Those words prompted Mr. and Mrs. Musto to give terminally ill children a reason to smile by giving them one perfect day — whether it is at the zoo, at a fair or at any other family-friendly event.

The foundation also has paid to build a playground at Madeline’s elementary school outside Albany and hopes to build another in Carthage.

At the carnival in Watertown on Sunday, hundreds of children were smiling, running around and begging their parents to let them play just one more game.

“We wanted to support Maddie and her family,” said Jessica A. Percy, Black River.

She brought her 4-year-old son, Dillon G. Granger, to the event.

“I think it’s great, actually,” Ms. Percy said. “All the kids have so much to do.”

For $2 admission per person or $10 for a family, children and their parents received Mardi Gras beads and two tokens to play games, and could sign up for door prizes.

At Saturday’s spaghetti dinner, Mr. Musto said, about 160 people were served. On that night alone, the charity raised $1,000.

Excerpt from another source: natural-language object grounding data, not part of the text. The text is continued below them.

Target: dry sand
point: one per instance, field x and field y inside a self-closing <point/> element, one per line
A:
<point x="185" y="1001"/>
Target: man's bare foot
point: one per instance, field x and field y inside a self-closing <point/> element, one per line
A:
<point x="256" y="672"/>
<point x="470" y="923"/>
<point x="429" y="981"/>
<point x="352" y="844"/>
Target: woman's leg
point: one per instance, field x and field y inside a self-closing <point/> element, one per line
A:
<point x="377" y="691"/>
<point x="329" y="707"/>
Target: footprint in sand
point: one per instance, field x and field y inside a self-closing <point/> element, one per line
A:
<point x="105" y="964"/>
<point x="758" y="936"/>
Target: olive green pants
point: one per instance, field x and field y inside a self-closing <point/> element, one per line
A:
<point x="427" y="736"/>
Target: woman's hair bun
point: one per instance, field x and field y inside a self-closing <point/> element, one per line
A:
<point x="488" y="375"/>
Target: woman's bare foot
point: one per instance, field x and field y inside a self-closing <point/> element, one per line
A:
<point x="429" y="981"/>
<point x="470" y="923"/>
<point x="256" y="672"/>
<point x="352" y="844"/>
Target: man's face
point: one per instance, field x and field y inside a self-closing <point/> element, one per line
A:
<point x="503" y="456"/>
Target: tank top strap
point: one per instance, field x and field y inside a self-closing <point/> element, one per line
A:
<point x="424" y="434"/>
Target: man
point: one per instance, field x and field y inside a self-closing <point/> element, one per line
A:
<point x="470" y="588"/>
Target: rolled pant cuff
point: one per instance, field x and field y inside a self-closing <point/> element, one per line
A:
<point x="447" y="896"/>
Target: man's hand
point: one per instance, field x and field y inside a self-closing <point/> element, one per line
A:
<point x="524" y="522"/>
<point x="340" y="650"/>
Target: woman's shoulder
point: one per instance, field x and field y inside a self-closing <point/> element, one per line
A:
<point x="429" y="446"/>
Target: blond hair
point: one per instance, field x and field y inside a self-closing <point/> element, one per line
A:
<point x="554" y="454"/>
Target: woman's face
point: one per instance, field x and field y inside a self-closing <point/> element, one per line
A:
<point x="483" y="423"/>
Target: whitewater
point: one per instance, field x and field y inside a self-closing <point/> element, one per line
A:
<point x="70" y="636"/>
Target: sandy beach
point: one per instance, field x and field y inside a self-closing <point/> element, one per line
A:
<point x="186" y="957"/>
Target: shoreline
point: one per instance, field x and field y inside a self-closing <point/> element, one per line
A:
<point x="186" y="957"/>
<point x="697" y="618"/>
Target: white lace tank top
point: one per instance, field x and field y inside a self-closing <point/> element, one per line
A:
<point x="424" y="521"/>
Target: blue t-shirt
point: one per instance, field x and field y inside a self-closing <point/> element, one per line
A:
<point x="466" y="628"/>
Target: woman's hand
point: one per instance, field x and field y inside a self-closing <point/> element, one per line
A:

One of the event organizers, family friend Michele L. Grobe, Adams Center, said about 50 volunteers manned the event.

The event committee planned the fundraiser over the course of two months.

“The Mustos are well-known in the area,” Mrs. Grobe said. “The foundation does amazing things.”

Mr. Musto said Mardi for Maddie will be an annual fundraiser in February or March, while the weather is gloomy.

“We want to make Watertown a focus point for Maddie’s Mark,” Mr. Musto said.

“This is Madeline’s home. This was where her family and friends were.”